The first nimravid specimen was described in 1851 and by 1992 all currently recognized North American nimravid taxa were named. However, throughout the course of this group’s taxonomic history there has been little semblance of stability insofar as specific or generic diagnoses. Much of the specific confusion for this group arose from the non-explicit species concepts and diagnosing criteria utilized by authors. However, it can be gleaned that in the taxonomic history of North American nimravids, species diagnoses were often based on minor metrical differences between specimens, even though this would be expected to vary somewhat in all species. For example, Hoplophoneus robustus “…was proposed as representative of [a second, at the time]… larger skull, which was referred by Leidy to H. primaevus. As compared with that species, it shows an increase in size and the skeleton is more massive” (Adams, 1896b, p. 428) Pogonodon cismontanus was diagnosed on the criteria of “The size is close to that of the type genus, P. platycopis Cope, although in nearly every dimension this specimen is slightly smaller” (Thorpe, 1920, p. 223). Additionally, Hoplophoneus belli was named for defining characters such as “Size approximating that of Hoplophoneus cerebralis Cope from the John Day, but smaller. Superior canine distinctly more slender than H. cerebralis or in H. oreodontis” (Stock, 1933, p. 37).

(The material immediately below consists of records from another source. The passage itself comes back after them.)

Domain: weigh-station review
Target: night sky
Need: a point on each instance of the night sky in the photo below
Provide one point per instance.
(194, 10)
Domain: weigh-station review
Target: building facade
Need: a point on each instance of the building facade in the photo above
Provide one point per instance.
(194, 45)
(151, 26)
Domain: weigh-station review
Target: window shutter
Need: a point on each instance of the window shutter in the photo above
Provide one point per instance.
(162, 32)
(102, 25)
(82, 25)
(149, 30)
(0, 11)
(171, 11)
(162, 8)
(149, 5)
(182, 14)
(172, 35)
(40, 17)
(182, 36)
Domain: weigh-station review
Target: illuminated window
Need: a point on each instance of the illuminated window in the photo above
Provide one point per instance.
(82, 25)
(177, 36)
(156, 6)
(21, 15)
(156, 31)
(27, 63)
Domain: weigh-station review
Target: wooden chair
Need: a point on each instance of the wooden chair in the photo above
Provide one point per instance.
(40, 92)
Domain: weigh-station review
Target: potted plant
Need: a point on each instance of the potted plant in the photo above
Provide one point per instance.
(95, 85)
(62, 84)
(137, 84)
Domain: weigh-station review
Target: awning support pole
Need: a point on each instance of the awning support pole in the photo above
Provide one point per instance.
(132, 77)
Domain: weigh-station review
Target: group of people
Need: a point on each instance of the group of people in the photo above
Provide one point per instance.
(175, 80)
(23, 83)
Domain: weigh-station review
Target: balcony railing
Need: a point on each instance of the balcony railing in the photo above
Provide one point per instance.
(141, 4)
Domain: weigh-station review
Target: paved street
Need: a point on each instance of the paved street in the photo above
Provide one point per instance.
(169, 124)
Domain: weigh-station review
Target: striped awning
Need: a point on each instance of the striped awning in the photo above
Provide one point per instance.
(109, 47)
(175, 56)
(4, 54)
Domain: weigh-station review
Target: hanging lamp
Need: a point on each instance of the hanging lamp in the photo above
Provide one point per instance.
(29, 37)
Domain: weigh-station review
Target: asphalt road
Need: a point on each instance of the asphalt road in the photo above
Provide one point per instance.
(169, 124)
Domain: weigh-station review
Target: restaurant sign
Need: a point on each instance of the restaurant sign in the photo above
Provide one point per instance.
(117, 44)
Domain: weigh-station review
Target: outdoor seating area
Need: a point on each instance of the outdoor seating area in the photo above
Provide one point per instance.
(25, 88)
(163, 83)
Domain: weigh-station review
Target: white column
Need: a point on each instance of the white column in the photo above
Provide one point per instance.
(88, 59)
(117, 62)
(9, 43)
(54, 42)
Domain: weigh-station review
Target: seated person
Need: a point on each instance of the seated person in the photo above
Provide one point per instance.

From this air of general confusion several major taxonomic revisions were undertaken in the middle part of the 20th century (Hough, 1949; Morea, 1975; Simpson, 1941; Toohey, 1959). Most of this work focused on the Hoplophoneus and Eusmilus genera which have historically been difficult to distinguish, and contained what was perceived as a superfluous number of species (Jepsen, 1933; Scott & Jepsen, 1936; Sinclair, 1924). Both Simpson (1941) and Hough (1949) were primarily concerned with specimens originating from the Brule Formation of South Dakota, and adjoining states. This limited geographic and temporal sample was hoped to remove misleading morphological signals of regional variation and evolutionary trends. Likewise, Toohey (1959) reviewed the then eight Nimravus species present in the literature to find clear diagnosable criteria, though expanded his sample to include all North American specimens due to the rarity of this taxon. Finally, Morea (1975) assessed the generic assignment and taxonomic validity of Eusmilus in relation to Hoplophoneus species utilizing all described North American material.

All of these prior taxonomic revisions implicitly utilized a variant of a morphological species concept, whereby species were recognized under morphological clusters of size and shape similarity. More specifically, their operating hypotheses were: uniform possession of certain morphologic features equated to a valid species, variance within this species was otherwise dimensional (metrical) and interpreted as tokogenetic, e.g., sexual dimorphism. To test these hypotheses, comparisons to extant felid taxa were made, typically at the subspecies level to mitigate regional variation. If ranges in size and shape were comparable between the extant taxa and nimravid specimens, then the hypothesis was upheld.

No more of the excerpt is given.